# It's the little things...



## meohme (Apr 2, 2014)

It puts me in tears to see when H takes the initiative to resolve issues that do not have anything to do with fixing our marriage.

I have gone to counseling by myself to work on me, and the only thing I asked him to do is go as well. He made an appointment, but didn't go or reschedule. But on the other hand someone (his mother) can make a simple statement about his niece needing new shoes, and he ups and buys them. She didn't even ask and she wasn't telling him with intentions for him to buy them, yet he took the initiative. Just last night his computer died, and in the back of my mind I knew he was going to replace it. This morning he calls me at work and tells me that he dropped it off at the repair shop. Almost as soon as he said that tears began to fall. 

I feel like if it is something that he cares about then he has no problem trying to fix it. So if that's the case where does that leave me. It just makes it seem like I am not worth it. We have had this conversation several times, and after this morning I am really starting to see things how they really are. It's hurtful feeling like you don't matter 

I'm guessing these are what you call triggers?? Any advice on how to deal is appreciated.


----------



## morituri (Apr 1, 2011)

He's incorrigible and you did the right thing in separating from him the first time. So unless you're addicted to the drama, I'd suggest you separate again but this time for good.


----------



## workindad (May 7, 2011)

You matter. However, as long as you tolerate/enable a behavior that is hurtful to you- you can expect it to continue.

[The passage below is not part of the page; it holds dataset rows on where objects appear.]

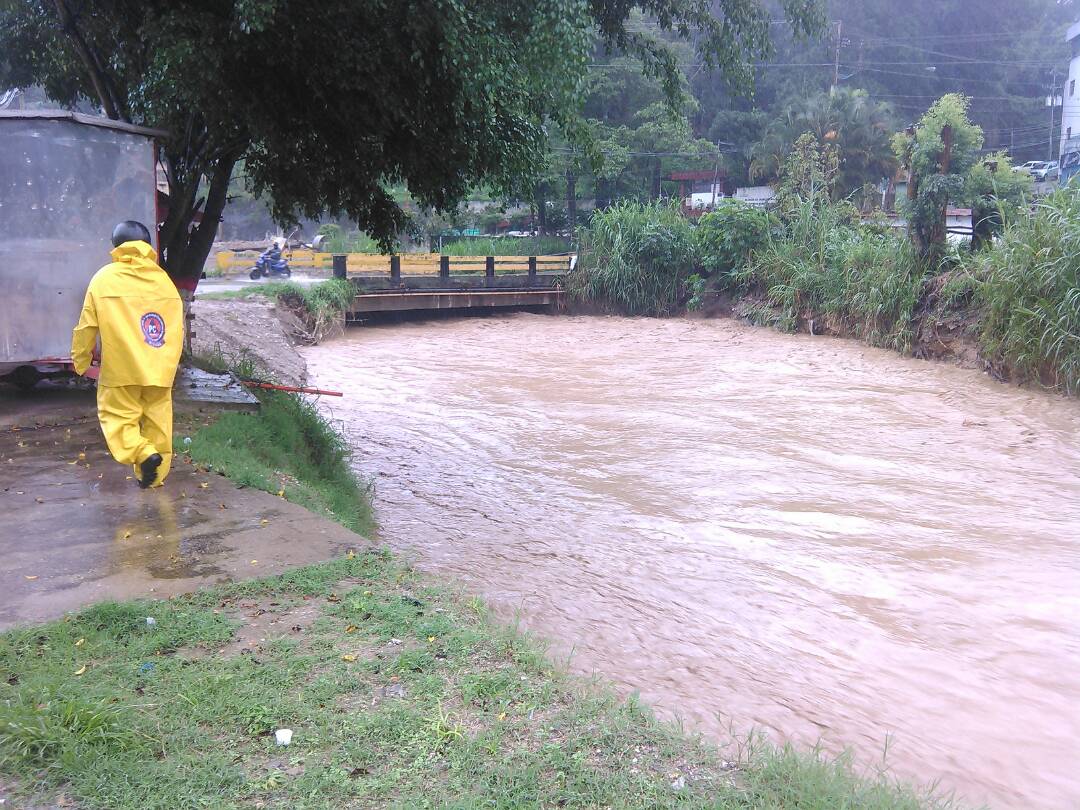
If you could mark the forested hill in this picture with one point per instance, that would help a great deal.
(889, 61)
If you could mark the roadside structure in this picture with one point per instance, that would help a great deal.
(66, 179)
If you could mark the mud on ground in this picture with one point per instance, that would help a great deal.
(251, 327)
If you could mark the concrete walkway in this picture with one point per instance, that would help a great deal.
(75, 529)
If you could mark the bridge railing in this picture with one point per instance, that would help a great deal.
(404, 264)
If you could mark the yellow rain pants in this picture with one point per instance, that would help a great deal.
(137, 422)
(133, 307)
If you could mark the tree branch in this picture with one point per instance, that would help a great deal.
(202, 239)
(97, 76)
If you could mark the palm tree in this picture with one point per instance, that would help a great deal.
(859, 126)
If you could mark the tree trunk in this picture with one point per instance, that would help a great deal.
(571, 202)
(541, 202)
(187, 245)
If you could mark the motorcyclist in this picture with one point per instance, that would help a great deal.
(135, 309)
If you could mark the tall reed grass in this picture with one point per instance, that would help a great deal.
(823, 271)
(635, 259)
(1028, 284)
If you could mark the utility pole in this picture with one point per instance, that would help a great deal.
(1052, 102)
(836, 63)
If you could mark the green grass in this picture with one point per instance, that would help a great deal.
(635, 259)
(507, 246)
(821, 267)
(1027, 284)
(287, 447)
(399, 694)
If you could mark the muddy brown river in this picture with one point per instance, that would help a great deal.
(752, 529)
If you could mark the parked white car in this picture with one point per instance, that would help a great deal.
(1048, 171)
(1040, 170)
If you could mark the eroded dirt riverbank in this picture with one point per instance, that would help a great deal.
(748, 527)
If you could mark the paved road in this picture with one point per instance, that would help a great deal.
(78, 530)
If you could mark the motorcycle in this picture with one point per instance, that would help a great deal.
(270, 264)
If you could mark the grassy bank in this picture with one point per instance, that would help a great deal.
(287, 448)
(812, 267)
(399, 693)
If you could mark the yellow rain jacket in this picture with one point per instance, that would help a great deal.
(135, 308)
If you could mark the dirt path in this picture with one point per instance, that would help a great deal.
(253, 327)
(76, 529)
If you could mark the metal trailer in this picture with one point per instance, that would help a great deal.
(66, 179)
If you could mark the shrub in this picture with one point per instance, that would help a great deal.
(821, 267)
(726, 238)
(635, 258)
(1028, 282)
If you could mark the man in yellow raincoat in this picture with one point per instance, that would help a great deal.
(135, 310)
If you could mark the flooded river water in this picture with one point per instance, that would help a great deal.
(799, 534)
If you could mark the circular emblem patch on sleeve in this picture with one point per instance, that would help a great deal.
(153, 329)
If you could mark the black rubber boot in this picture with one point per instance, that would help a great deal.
(149, 469)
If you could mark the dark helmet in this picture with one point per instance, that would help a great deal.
(130, 231)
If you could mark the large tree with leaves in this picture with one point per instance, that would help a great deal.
(937, 153)
(327, 103)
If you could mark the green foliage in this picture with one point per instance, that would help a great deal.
(847, 120)
(339, 241)
(822, 272)
(400, 693)
(1028, 282)
(288, 445)
(996, 193)
(939, 153)
(505, 246)
(726, 238)
(809, 175)
(450, 95)
(635, 258)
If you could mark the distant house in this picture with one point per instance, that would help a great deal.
(958, 223)
(759, 197)
(700, 190)
(1069, 154)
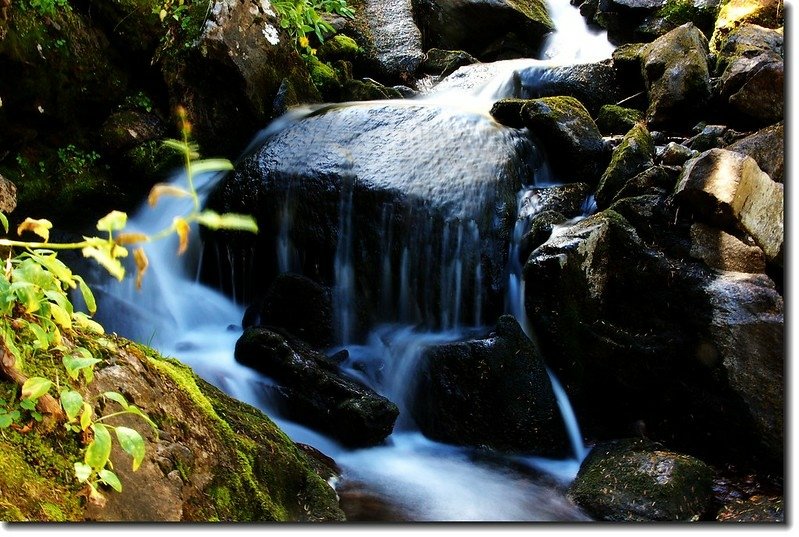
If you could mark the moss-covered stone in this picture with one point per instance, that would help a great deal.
(635, 153)
(613, 119)
(638, 480)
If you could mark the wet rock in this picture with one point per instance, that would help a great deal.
(587, 286)
(352, 165)
(752, 75)
(614, 119)
(445, 62)
(313, 392)
(676, 73)
(396, 39)
(229, 77)
(492, 392)
(754, 509)
(723, 251)
(476, 25)
(767, 147)
(298, 305)
(569, 137)
(641, 481)
(126, 129)
(635, 153)
(674, 154)
(728, 189)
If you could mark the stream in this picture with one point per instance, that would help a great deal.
(414, 477)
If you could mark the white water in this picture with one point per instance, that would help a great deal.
(424, 479)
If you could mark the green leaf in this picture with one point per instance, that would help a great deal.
(118, 397)
(99, 449)
(131, 443)
(113, 221)
(110, 478)
(211, 165)
(86, 416)
(82, 471)
(74, 364)
(35, 387)
(88, 296)
(71, 402)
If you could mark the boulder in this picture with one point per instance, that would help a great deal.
(767, 147)
(569, 137)
(297, 305)
(723, 251)
(751, 69)
(676, 74)
(388, 204)
(493, 392)
(311, 390)
(236, 74)
(613, 119)
(476, 25)
(635, 480)
(396, 40)
(667, 368)
(633, 155)
(729, 189)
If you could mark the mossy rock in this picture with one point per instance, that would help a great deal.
(613, 119)
(634, 154)
(638, 480)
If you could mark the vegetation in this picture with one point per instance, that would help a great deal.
(40, 327)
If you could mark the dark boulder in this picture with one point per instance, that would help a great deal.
(492, 392)
(640, 481)
(298, 305)
(311, 390)
(389, 191)
(480, 26)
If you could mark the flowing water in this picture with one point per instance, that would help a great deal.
(420, 478)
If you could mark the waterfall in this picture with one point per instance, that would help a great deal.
(431, 292)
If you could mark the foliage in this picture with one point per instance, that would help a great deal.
(301, 18)
(37, 317)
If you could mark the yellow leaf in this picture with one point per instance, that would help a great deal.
(141, 265)
(40, 227)
(131, 238)
(165, 189)
(182, 229)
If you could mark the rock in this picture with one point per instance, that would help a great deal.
(313, 391)
(8, 196)
(569, 137)
(723, 251)
(734, 13)
(445, 62)
(298, 305)
(586, 289)
(767, 147)
(396, 39)
(635, 153)
(614, 119)
(476, 25)
(675, 70)
(754, 509)
(674, 154)
(126, 129)
(747, 334)
(492, 392)
(351, 164)
(752, 75)
(728, 189)
(637, 480)
(230, 76)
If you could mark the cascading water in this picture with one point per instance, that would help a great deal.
(425, 480)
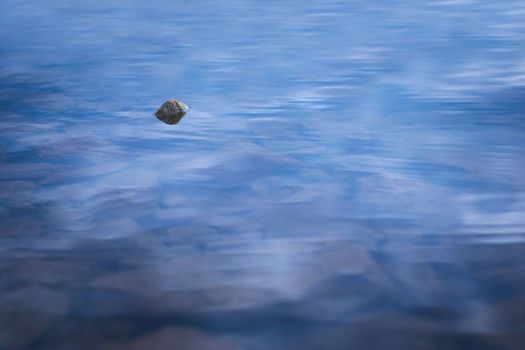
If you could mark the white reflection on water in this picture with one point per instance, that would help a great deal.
(349, 176)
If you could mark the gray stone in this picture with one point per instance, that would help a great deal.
(172, 111)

Have you tried telling him how it makes you feel? If yes, what was his response?

At the end of the day, you have the power to change your life based on the decisions you make.

Of you do nothing, expect the same to continue and to condemn yourself to ongoing pain.

Either force the issue to be addressed, or file for D and leave him for good or do nothing and accept more of your current situation.

The good news is that the choice really is yours.

Goo luck
WD


----------



## MattMatt (May 19, 2012)

Your husband has a sort of caveman mentality. "Me fix! Me fix, good!"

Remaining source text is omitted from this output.